The constants of physics not constant

[Jim Kata]

I'm in a hurry so I'm going to say this quick.

For angular momentum you have

$$[J_i ,J_j ] = i\hbar \varepsilon _{ijk} J_k$$

and for isospin you have

$$[t_i,t_j] = ig\varepsilon_{ijk}t_k$$

now, $$\hbar$$ is viewed as a constant, but $$g$$ is allowed to change it's value due to renormalization group flow. It seems to me that $$\hbar$$ can not be a constant then. Where is my reasoning going wrong.

 

[blechman]

Quick answer: the g (and the $\hbar$) cancels out.

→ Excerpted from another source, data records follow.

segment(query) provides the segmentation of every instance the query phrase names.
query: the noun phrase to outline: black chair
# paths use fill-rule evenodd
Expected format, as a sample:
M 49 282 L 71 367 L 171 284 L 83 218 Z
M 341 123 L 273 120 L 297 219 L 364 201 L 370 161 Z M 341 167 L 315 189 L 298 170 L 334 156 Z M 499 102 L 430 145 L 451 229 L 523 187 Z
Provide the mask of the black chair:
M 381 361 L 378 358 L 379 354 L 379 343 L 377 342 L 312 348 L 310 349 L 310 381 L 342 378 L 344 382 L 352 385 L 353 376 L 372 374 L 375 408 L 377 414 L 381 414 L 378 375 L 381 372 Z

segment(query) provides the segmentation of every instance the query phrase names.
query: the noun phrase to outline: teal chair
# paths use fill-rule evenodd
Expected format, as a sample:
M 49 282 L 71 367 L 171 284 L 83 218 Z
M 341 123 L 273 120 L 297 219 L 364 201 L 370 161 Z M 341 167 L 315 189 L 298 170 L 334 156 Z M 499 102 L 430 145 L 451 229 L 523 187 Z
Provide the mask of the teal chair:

With this choice of normalization for your generators, the isospin group elements are of the form:

$$e^{-i\vec{t}\cdot\vec{\theta}/g}$$

So that in the end, the coupling cancels out. This is as it should be, since the group theory doesn't care what the physical coupling is! To see things more clearly, it is better to use a different normalization, where $\vec{t}\rightarrow g\vec{t}$. Then the g cancels out of your commutator right away, and the group element makes no reference to g at all.

 

[blechman]

Another way to say what I said above is that you usually want your generators to be dimensionless. That is why, for example, we often use the Pauli Matrices and not the actual angular momentum matrices. That way, the group generators are all dimensionless, and when you need the physical angular momentum/isospin/etc, THEN you can add the necessary factors of g and $\hbar$.